Park and Rec District puts 15-cent levy on February 2016 ballot


The Orcas Island Park and Rec District is asking voters to approve 15-cent property tax levy to support its current programing and finish improvements to Buck Park.

Ballots will be mailed on Jan. 19 and election day is Feb. 9. The new levy is 15 cents per $1000 of assessed property value and replaces the old levy of 9 cents. If approved, it will start in 2017 and go for six years. Sixty percent approval is required to pass the measure.

“Buck Park land was a gift to Orcas Island from the Buck family. State money developed the park. Caring for it properly is our legacy to Orcas Island and future generations,” wrote Rec Commissioner Martha Farish in the “pro” statement published in the voters’ pamphlet.

The park and rec district, which has been in operation for nearly four years, offers year-round activities for youth and adults in sports, art, dance and science. Under the leadership of Director Marcia West, the district serves 1600 participants annually. This past fall, OIPRD logged more than 1,000 hours of volunteer time from community members. A proposed six-year budget and refurbishment plans are available at

Rec District history

Orcas Island Park and Recreation District is governed by a board of five elected commissioners: Farish, Vicki Vandermay, Bob Eagan, Justin Paulsen and Deb Jones. In February 2011, a levy of 9 cents was approved to fund the district (the original levy of 10 cents was voted down in November 2010).

OIPRD began receiving money in 2012. Due to the economic downturn, the distribution was approximately 1/3 less than expected that year. Distribution has remained at that level, or less, to date.

Orcas Park and Rec’s goals for its first four years of operation were to build a strong recreational program for all ages and improve the facilities at Buck Park. In addition to developing new offerings, it helped absorb a number of small programs like youth baseball, football and wrestling and boys choir and taken over management of events like the paper airplane contest. It also has a facility use agreement with the school for after-hours activities and drop-in sports six nights a week: adult basketball, volleyball, indoor soccer and pickle-ball.

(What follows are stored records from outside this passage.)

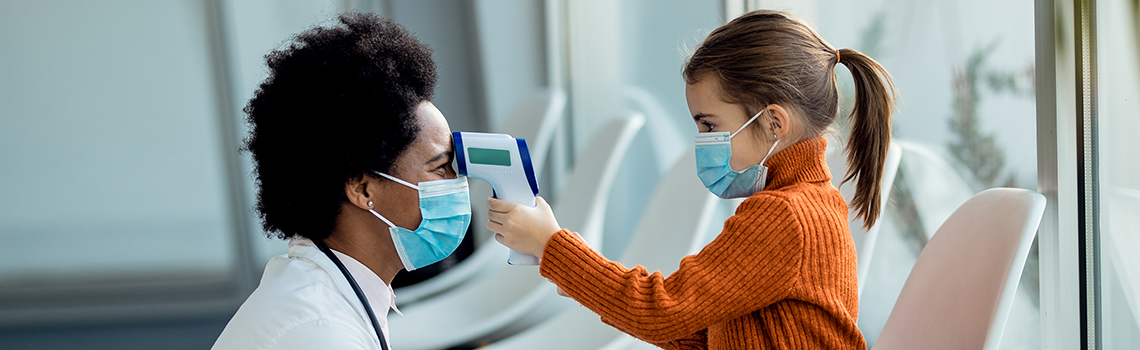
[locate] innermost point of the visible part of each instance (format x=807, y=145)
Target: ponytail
x=870, y=131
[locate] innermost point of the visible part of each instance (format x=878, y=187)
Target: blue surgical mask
x=714, y=151
x=446, y=209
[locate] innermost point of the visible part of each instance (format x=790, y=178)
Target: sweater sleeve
x=698, y=341
x=752, y=263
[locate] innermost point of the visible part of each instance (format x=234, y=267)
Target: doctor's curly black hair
x=338, y=104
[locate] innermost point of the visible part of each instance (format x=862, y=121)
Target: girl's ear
x=778, y=122
x=360, y=192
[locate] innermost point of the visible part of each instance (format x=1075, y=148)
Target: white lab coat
x=304, y=302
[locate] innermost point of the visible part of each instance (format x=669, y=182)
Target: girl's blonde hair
x=770, y=57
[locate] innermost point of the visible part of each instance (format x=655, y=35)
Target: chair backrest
x=583, y=205
x=536, y=119
x=675, y=220
x=961, y=289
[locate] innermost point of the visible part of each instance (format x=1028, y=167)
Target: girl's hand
x=522, y=228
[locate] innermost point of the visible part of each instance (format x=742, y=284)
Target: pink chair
x=961, y=287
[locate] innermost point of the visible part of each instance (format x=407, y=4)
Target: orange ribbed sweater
x=781, y=275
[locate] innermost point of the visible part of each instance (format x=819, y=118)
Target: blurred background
x=127, y=208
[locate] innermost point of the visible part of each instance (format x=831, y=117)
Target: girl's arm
x=751, y=265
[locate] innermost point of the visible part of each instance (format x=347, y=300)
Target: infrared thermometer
x=504, y=162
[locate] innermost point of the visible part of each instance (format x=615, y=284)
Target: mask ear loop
x=746, y=123
x=770, y=152
x=397, y=180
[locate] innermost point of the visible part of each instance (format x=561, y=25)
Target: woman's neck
x=366, y=241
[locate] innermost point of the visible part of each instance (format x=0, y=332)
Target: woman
x=341, y=130
x=781, y=275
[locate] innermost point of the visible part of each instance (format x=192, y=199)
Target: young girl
x=781, y=275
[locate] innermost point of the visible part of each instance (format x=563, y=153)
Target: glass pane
x=110, y=141
x=966, y=121
x=1118, y=123
x=654, y=37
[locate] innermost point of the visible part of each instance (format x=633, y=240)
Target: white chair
x=511, y=299
x=672, y=227
x=864, y=237
x=961, y=289
x=534, y=120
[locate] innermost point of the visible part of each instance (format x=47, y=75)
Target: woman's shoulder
x=293, y=299
x=800, y=200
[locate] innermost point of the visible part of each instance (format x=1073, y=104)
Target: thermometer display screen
x=488, y=156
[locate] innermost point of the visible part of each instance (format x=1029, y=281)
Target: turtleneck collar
x=803, y=162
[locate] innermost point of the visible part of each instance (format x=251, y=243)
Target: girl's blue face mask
x=446, y=209
x=714, y=152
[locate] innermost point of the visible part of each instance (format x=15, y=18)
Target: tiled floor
x=197, y=334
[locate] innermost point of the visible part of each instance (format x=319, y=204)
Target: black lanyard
x=356, y=287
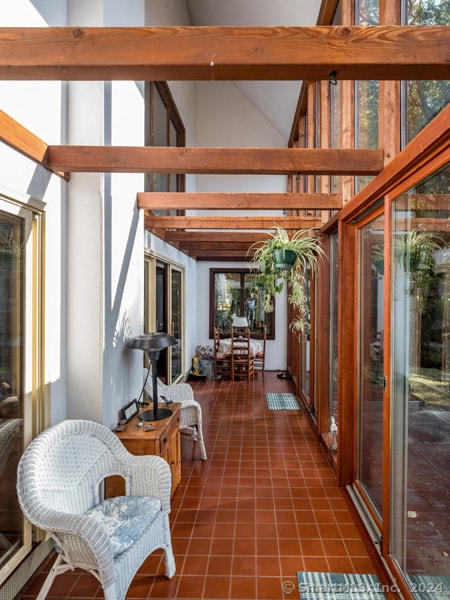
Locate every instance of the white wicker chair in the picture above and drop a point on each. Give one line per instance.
(191, 411)
(60, 480)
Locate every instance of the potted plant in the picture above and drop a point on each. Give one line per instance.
(271, 259)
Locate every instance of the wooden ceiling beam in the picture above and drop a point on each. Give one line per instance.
(220, 237)
(265, 223)
(18, 137)
(237, 255)
(237, 201)
(195, 160)
(213, 245)
(223, 53)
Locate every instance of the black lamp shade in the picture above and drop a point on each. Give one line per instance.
(153, 343)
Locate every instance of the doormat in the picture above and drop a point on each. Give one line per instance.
(281, 402)
(339, 586)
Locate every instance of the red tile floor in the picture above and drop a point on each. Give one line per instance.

“We went from no programs to nearly 100 and from no real estate to taking over ownership of Buck Park,” West said. “We had some hiccups starting out and there has been a learning curve. But we’ve had great responses from the kids who participate. They are really enthusiastic and enjoy getting a chance to play.”

After several years of negotiations, the Orcas Island School Board voted to transfer Buck Park to the rec district in July 2014. Prior to that OIPRD was leasing the grounds. Since the transfer, the parks district has resurfaced the tennis courts, upgraded fields, fixed the irrigation systems and made repairs to the skate park.

Commissioner Bob Eagan is proud of their renegotiation with Eastsound Water Users Association. Previously, the school was paying by the gallon for well water. The park and rec commissioners worked out a new contract of $4,000 per year, which is then split with the school. The annual savings is about $10,000 per year.

West says the repairs done at the park have been mainly just to “keep things going,” so if the new levy is approved, the money will go towards rebuilding the dugouts, putting in proper drainage, making vacant fields functional, installing a sand and grass volleyball court, setting up a new kids’ play structure and adding another multi-purpose court for games like tennis and pickle-ball. Local construction companies will be used to complete the work.

“We hope with this levy that we can do some of the bigger, much-needed repair at the park,” West said.